Racionamiento eléctrico, inflación y caos de servicios quiebran comercios en la COL

El racionamiento eléctrico está ‘quebrando’ la red comercial de la Costa Oriental del Lago, y si no hay una pronta solución, cuando se restablezca la regularidad del servicio solo quedarán negocios quebrados, más despidos y sin producción.

Sea en un régimen de 8×8 o 6×6, para la gran mayoría de los comerciantes en Cabimas o Ciudad Ojeda, es imposible mantener el ingreso necesario para mantenerse a “flote”, pues las ventas dependen del diario para sobrevivir ante la crisis inflacionaria y el aumento de la mercancía a diario.

Cuando no hay servicio eléctrico se pueden observar desoladas las calles, es como un ‘toque de queda’, la ciudadanía sabe que no puede comprar, pues además, los pocos negocios abiertos no cuentan con la plenitud de servicios básicos.

Por otro lado, en las calles, el ciudadano ya se acostumbró a salir solo en horas cuando hay servicio eléctrico.

Hay otro factor, la inflación; el dólar marcha a un ritmo indetenible, y aunque muchos productos o servicios no dependen de una moneda extranjera, si dependen los insumos que son importados.

“Por ejemplo, si compro un bombillo a 10 bolívares soberanos, costo al mayor, en cuanto lo puedo vender, si sé que lo venderé en 15 días, pero luego, no lo compraré en 10 bolívares, sino en 20. En cuánto lo puedo vender inicialmente” dijo el propietario de una ferretería.

Es imposible mantener el inventario, pero por otro lado, la capacidad de consumo del venezolano, sobre todo en la Costa Oriental del Lago, ha mermado mucho.

“Esto es una locura, no puedes mantener un negocio, pues si te quitan el servicio de 6 a 8 horas diarias, la gran mayoría de nosotros no contamos con plantas eléctricas para encender una caja registradora, luces o un punto de venta” dijo Renato López, comerciante de Cabimas.

Por su parte, todos los gremios comerciales y empresariales de la región exigen una pronta solución pues es imposible sobrevivir sin ventas, con inflación y pago de personal.

«El caos en los servicios es un golpe frontal al empresario, sumado a la carga parafiscal, impuesta por los organismos regionales y municipales en los últimos meses, disminuyendo así el ya mermado poder adquisitivo de los ciudadanos, y la capacidad de reposición de inventarios por la disminución de las ventas», expuso en un informe Fedecámaras Zulia.

Peor

En pequeñas ciudades de la COL, como Bachaquero, Santa Rita o Mene Grande, el ciudadano vive en una especie de ruleta rusa pues hay menos consumo y los comerciantes deciden aumentar proporcionalmente a la venta diaria.

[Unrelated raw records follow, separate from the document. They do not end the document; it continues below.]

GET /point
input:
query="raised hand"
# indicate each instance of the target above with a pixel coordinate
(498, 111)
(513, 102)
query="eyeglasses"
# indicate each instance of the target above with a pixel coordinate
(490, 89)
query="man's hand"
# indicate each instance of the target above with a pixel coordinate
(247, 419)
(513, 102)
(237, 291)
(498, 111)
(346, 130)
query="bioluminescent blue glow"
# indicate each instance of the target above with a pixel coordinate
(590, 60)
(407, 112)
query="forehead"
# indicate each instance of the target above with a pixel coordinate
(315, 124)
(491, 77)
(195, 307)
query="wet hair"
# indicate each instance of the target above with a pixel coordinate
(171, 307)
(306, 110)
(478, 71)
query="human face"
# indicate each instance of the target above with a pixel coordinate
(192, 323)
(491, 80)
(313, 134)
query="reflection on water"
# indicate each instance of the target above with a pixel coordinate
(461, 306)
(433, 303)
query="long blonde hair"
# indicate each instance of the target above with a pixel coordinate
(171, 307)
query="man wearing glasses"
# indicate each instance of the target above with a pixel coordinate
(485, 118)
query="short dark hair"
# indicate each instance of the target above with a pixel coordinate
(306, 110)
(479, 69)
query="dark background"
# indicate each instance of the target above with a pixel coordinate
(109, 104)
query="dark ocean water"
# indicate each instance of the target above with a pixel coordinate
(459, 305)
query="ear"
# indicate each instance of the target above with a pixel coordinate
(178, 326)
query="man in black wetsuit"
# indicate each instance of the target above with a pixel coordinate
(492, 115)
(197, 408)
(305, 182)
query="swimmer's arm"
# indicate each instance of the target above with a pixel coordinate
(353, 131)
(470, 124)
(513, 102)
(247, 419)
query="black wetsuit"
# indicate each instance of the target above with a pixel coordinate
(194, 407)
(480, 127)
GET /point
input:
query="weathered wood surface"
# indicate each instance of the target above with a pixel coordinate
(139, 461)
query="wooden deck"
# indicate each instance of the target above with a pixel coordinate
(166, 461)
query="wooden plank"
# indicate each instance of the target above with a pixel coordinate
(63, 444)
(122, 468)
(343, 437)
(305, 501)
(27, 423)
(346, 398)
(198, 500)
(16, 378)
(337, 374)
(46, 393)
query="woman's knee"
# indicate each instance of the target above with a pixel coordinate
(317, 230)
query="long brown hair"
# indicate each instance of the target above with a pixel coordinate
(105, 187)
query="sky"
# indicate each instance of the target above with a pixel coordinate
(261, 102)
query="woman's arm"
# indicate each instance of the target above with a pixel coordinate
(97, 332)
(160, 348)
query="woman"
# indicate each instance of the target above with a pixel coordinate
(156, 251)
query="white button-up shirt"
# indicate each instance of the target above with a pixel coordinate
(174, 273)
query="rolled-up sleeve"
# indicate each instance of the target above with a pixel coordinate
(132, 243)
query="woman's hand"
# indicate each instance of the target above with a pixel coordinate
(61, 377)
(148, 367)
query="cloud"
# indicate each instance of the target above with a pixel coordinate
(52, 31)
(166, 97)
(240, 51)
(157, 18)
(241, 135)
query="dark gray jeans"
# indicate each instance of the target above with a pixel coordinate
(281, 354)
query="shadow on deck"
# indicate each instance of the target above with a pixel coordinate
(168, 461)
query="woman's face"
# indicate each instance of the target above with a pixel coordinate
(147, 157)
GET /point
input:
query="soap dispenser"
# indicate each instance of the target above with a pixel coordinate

«El comercio salvaje, se aumenta a diario, roban sin control al pueblo, hoy un nuevo aumento del pan en panaderías» dijo un usuario en twitter.

El caso de las panaderías es complejo, muchos compran harina de trigo por el mercado negro, pues no todas las panaderías cuentan con el producto regulado, además, otros productos como levadura y manteca solo se consiguen vía ‘bachaqueo’ desde Colombia.

Pero en otras localidades como en Santa Rita, otra amenaza cobra más fuerza día a día «los cobravacunas» pues muchos comerciantes deben pagar una vacuna a bandas de la zona.

Algo similar sucede en Los Puertos de Altagracia, donde la gran mayoría de los negocios en el casco central deben dar el tributo a las bandas armadas de la pequeña ciudad.

«Casi todo el comercio en Los Puertos de Altagracia paga vacuna, te llegan y ya sabes que debes tenerle el dinero, algunos te dan plazo, otros no. Es un secreto público» apuntó un comerciante de la localidad.